Video: The path to PSD2 compliance – two scenarios





 

 

Adding value

This 'regulatory plus’ route might involve leveraging new technology to consider new payment channels and technologies, such as innovative blockchain solutions, or low value disbursement models which provide end-to-end transparency around transaction charging. It might also involve the provision of value-added services around data.

If, for example, a multi-banked corporate customer chooses to use the bank as a provider/aggregator of choice, there is an opportunity for the bank to then deliver rich data and analytics to the corporate. This information can be plugged back into the business to help the corporate better understand their working capital, for instance. Leveraging standardised data in this way could significantly reduce the operational burden on clients, whilst also allowing banks to better understand their customers.

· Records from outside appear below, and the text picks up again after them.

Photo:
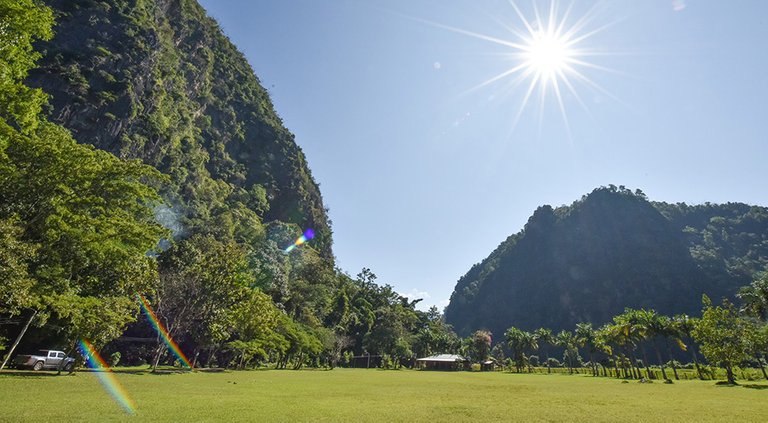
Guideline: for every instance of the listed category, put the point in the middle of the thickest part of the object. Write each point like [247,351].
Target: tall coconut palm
[629,335]
[684,325]
[587,338]
[671,331]
[567,340]
[653,326]
[520,341]
[544,337]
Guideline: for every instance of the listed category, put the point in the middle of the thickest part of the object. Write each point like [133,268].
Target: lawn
[374,395]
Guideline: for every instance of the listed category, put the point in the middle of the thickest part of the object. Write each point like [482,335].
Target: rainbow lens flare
[308,234]
[106,377]
[162,331]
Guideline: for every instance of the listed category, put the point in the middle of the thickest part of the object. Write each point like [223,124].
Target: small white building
[443,362]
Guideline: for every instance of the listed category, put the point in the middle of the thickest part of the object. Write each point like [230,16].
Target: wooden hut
[443,362]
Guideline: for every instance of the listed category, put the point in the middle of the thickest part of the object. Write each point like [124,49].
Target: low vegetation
[376,395]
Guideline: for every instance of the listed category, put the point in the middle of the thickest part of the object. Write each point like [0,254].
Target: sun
[547,54]
[551,57]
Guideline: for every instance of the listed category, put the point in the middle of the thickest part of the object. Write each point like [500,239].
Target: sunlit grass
[375,395]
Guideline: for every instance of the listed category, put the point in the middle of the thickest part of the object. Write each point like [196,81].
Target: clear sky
[425,173]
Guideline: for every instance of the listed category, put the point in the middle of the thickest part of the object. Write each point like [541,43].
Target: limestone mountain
[612,249]
[159,81]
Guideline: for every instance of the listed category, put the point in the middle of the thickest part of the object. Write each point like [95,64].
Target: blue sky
[425,176]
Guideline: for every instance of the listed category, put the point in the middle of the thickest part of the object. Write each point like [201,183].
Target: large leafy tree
[723,336]
[520,342]
[204,289]
[80,221]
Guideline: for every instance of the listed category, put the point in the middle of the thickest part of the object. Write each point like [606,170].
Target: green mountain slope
[159,81]
[612,249]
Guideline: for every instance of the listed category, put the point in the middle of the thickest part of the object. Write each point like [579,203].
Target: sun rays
[551,58]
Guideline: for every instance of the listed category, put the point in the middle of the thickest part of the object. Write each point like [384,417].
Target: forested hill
[612,249]
[159,81]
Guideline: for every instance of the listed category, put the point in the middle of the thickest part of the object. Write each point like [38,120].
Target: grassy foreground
[374,395]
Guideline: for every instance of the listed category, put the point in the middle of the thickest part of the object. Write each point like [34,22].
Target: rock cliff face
[157,80]
[612,249]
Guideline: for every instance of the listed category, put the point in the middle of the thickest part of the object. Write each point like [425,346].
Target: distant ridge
[612,249]
[159,81]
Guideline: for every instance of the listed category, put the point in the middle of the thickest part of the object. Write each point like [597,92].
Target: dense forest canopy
[160,82]
[611,249]
[121,115]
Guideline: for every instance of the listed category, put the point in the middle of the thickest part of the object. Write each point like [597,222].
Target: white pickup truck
[48,360]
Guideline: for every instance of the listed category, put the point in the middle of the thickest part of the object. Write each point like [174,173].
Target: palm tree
[684,326]
[628,335]
[519,341]
[653,326]
[566,340]
[544,336]
[586,337]
[603,341]
[670,330]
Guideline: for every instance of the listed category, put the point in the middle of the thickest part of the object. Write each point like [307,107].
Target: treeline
[727,336]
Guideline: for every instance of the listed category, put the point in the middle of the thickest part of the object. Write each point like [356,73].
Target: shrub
[114,358]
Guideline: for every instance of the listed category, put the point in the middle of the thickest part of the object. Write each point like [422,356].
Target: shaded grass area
[374,395]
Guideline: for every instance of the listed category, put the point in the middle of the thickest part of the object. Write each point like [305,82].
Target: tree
[723,336]
[684,327]
[203,282]
[520,341]
[587,337]
[568,341]
[80,221]
[544,337]
[653,326]
[480,348]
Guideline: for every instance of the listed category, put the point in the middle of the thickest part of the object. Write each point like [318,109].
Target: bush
[534,360]
[114,358]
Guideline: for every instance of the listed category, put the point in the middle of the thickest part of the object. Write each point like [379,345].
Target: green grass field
[374,395]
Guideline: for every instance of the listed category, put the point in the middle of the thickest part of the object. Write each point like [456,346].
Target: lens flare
[106,377]
[162,331]
[550,56]
[308,234]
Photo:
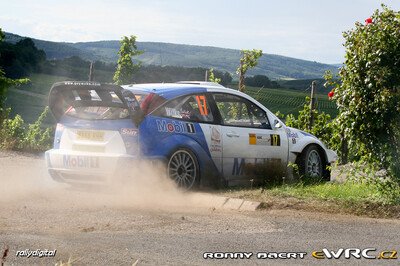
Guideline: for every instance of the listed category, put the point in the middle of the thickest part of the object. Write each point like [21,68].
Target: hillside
[157,53]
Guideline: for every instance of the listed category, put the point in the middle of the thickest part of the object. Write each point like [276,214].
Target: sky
[305,29]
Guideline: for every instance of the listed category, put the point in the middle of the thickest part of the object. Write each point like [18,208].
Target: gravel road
[159,225]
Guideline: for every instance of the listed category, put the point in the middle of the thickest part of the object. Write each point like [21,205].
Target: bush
[16,135]
[368,96]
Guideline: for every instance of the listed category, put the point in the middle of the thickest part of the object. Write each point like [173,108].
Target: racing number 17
[201,102]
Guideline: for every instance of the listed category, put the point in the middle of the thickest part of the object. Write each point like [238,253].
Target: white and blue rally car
[203,132]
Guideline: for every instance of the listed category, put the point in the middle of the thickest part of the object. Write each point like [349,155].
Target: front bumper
[331,156]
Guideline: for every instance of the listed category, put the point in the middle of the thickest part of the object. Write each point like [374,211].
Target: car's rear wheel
[311,163]
[183,169]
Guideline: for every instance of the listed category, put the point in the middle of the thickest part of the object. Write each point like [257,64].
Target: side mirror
[277,124]
[137,116]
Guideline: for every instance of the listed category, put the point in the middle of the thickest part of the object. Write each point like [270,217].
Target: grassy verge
[332,197]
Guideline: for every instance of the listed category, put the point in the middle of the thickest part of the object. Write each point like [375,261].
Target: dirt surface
[153,223]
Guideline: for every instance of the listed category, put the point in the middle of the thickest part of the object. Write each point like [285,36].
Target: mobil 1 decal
[265,139]
[175,126]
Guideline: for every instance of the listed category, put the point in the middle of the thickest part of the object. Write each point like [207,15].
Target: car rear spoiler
[67,94]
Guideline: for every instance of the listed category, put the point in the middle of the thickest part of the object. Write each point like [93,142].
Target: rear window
[98,112]
[188,107]
[94,111]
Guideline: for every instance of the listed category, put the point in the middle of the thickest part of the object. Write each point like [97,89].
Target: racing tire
[312,164]
[183,169]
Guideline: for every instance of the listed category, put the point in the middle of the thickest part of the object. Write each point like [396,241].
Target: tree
[248,60]
[6,83]
[212,77]
[368,95]
[126,68]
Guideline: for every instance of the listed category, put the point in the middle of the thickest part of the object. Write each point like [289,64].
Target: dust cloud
[24,181]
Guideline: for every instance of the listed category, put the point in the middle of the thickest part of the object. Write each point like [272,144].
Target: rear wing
[73,94]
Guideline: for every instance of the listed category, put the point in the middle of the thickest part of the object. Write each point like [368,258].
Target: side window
[190,107]
[238,111]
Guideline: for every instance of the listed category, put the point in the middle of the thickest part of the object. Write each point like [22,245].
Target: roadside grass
[332,197]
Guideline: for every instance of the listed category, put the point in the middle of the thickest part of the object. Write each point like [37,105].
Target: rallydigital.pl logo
[39,253]
[342,253]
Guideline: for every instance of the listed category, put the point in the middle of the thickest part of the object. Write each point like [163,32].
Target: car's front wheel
[311,163]
[183,169]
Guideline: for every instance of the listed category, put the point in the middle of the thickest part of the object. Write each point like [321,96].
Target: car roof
[172,90]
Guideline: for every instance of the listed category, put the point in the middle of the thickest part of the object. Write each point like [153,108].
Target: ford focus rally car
[204,133]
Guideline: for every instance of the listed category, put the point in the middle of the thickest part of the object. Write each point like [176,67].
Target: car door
[251,148]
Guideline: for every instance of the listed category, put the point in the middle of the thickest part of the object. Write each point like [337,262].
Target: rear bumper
[91,168]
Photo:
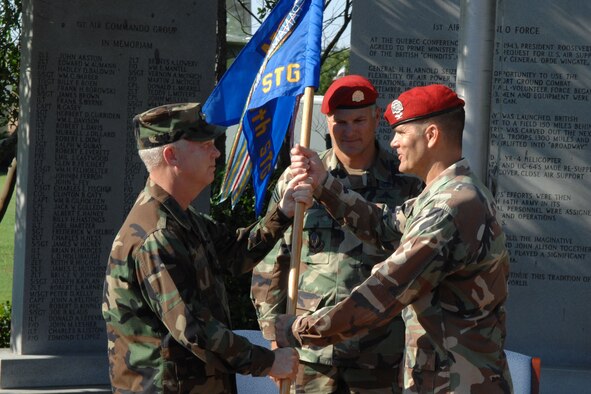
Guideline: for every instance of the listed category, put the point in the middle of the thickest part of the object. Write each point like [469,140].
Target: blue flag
[261,90]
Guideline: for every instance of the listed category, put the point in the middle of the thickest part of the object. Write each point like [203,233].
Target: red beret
[350,91]
[422,102]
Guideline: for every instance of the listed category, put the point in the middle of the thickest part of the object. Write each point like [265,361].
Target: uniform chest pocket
[317,237]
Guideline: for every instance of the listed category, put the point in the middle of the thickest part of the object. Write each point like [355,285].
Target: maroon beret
[422,102]
[348,92]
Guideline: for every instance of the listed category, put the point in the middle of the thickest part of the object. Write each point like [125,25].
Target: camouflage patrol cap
[169,123]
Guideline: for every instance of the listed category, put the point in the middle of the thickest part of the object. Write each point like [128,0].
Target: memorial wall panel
[539,159]
[92,68]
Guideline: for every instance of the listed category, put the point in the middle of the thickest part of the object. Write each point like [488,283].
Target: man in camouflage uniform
[165,305]
[333,260]
[449,275]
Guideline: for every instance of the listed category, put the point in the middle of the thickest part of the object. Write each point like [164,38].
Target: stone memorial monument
[539,156]
[87,69]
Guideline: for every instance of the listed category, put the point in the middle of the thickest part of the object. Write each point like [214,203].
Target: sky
[335,7]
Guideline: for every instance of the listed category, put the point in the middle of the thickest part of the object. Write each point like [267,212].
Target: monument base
[32,371]
[554,380]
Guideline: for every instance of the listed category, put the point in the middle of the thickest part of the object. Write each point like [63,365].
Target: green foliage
[5,324]
[7,247]
[335,62]
[10,32]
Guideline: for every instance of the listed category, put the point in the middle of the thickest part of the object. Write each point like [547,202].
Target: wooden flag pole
[298,223]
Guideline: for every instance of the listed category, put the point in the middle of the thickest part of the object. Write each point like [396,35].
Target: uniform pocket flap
[308,302]
[421,359]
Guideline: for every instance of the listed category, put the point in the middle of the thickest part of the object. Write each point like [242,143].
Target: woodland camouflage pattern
[165,304]
[334,261]
[450,273]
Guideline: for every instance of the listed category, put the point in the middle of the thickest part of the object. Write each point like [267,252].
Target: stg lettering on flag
[260,92]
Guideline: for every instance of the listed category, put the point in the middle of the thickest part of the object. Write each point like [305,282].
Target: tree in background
[334,60]
[10,32]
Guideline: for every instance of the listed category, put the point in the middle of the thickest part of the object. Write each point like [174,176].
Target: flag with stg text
[261,89]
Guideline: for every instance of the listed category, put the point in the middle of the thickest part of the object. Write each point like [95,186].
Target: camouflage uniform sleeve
[269,278]
[181,310]
[373,223]
[414,269]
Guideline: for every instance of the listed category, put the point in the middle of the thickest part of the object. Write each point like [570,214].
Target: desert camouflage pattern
[449,277]
[165,304]
[334,261]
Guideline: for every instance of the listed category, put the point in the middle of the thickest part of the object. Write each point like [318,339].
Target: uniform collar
[383,169]
[168,202]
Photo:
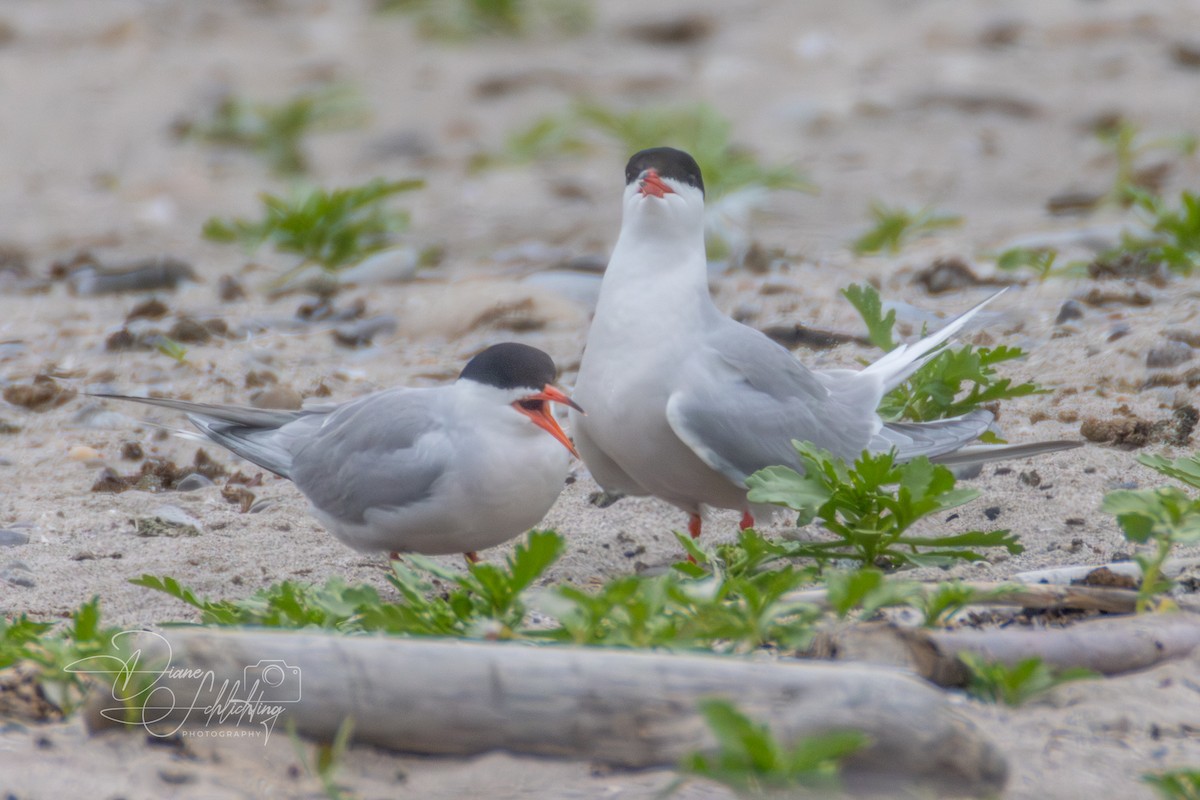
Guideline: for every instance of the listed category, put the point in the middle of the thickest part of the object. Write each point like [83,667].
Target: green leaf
[786,487]
[894,226]
[1175,785]
[1014,685]
[870,307]
[1186,470]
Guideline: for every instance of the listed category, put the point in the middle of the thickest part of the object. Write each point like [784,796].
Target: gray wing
[742,400]
[253,433]
[385,450]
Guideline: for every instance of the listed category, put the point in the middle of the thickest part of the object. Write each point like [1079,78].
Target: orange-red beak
[653,185]
[537,408]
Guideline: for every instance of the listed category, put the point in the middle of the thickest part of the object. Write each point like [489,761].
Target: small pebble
[192,482]
[364,331]
[283,397]
[1169,355]
[18,575]
[262,505]
[1069,310]
[85,453]
[12,537]
[229,289]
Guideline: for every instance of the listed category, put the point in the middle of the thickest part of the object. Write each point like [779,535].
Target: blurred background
[129,124]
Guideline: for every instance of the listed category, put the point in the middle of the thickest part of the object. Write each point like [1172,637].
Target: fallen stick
[1110,647]
[622,708]
[1021,595]
[1065,575]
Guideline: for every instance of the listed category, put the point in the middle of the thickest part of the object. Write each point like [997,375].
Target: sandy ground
[964,106]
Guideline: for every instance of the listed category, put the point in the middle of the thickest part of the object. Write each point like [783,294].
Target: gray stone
[12,537]
[1170,354]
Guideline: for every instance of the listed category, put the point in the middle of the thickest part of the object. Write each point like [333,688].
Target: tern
[684,403]
[433,470]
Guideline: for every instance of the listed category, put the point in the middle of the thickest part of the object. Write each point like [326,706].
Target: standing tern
[684,403]
[447,469]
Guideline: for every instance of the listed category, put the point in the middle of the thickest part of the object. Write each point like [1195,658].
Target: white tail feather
[897,366]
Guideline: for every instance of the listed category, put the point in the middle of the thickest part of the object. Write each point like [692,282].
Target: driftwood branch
[1062,575]
[621,708]
[1110,645]
[1020,595]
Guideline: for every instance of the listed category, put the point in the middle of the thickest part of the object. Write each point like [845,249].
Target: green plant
[870,505]
[1175,233]
[330,229]
[57,651]
[701,131]
[867,590]
[750,759]
[327,758]
[946,599]
[1162,518]
[706,603]
[171,348]
[869,305]
[466,18]
[1175,785]
[1185,470]
[1129,146]
[894,226]
[277,132]
[484,601]
[994,681]
[936,390]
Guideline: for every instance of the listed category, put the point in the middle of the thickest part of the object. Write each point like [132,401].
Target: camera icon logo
[275,680]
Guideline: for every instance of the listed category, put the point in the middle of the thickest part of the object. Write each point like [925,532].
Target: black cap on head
[669,162]
[510,366]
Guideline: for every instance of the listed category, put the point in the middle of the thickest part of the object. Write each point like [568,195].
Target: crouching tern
[684,403]
[445,469]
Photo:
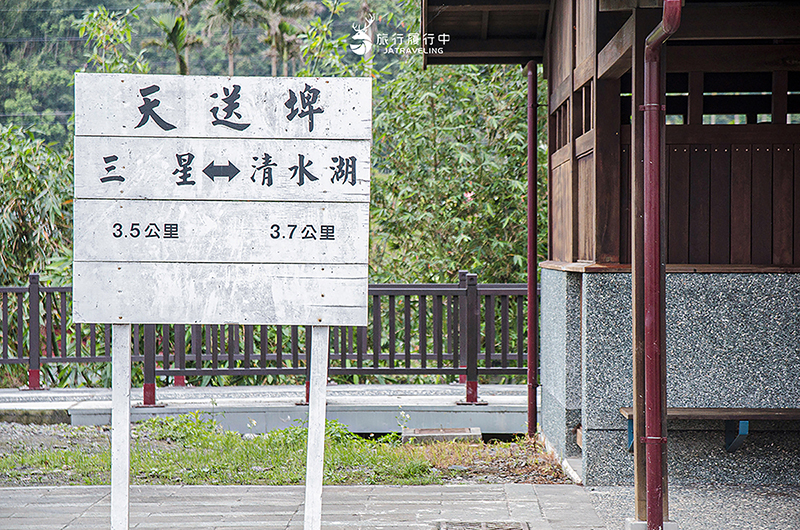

Of course, opportunities for data-sharing will be limited by how the final legislation is set out, and there will be delivery model challenges for banks to overcome (since the provision of data services is not a traditional activity for banks), but much of the groundwork and evaluation around value-added services can be done now.

Partnering for growth

Similarly, from a technology infrastructure perspective, many of the requirements for complying with PSD2 are already clear. Application programming interfaces (APIs) will play a huge role in facilitating PSD2 and many banks will therefore be looking to leverage providers to help them achieve the right technology infrastructure.

“This ‘regulatory plus’ route might involve leveraging new technology to consider new payment channels and technologies”

Again, for those banks viewing PSD2 as a catalyst for change, the aim will be not just to meet compliance but to build a platform that will deliver in line with customer needs and future regulatory developments into the 2020s.

It is not just technology vendors which require consideration, however, partner banks must also be assessed. This may be the case for financial institutions which aren’t fully-fledged members of payment schemes in a particular country, such as the UK, who could consider leveraging future developments from access providers, including larger banks.

In addition, although PSD2 only defines requirements for data sharing within the EEA, banks could consider creating private networks to share data via APIs for the benefit of their customers, subject to the relevant agreements. This may be between banks to provide value-adding solutions, but also with alternative providers, making private networks and partnerships an exciting option to explore.

A step forward

Elsewhere, as a result of the significant technology change required, PSD2 also represents an opportunity for banks to review and improve the way in which services, products and data (such as end-to-end international transaction costs) are delivered to clients.

Where banking has largely been behind the curve in the digital space, banks now have a chance to start designing more intuitive solutions that put the user-experience first. Competition will encourage banks to turn traditional product design processes on their head, starting first with the user experience and channel, and working backwards to the underlying solution.

As PSD2 unfolds, Lloyds Bank will continue to design and build a digital product and service environment that not only delivers an excellent user-experience but also maintains robust security standards around channels and customer data.

Throughout 2016, we will also continue to evaluate our own business models, working hard to understand how Lloyds Bank can develop new services and solutions to support our customers in a post-PSD2 environment.

After all, this is a defining moment in the history of European banking, and the way financial institutions react today will inevitably impact their ability to compete, grow and thrive in the future.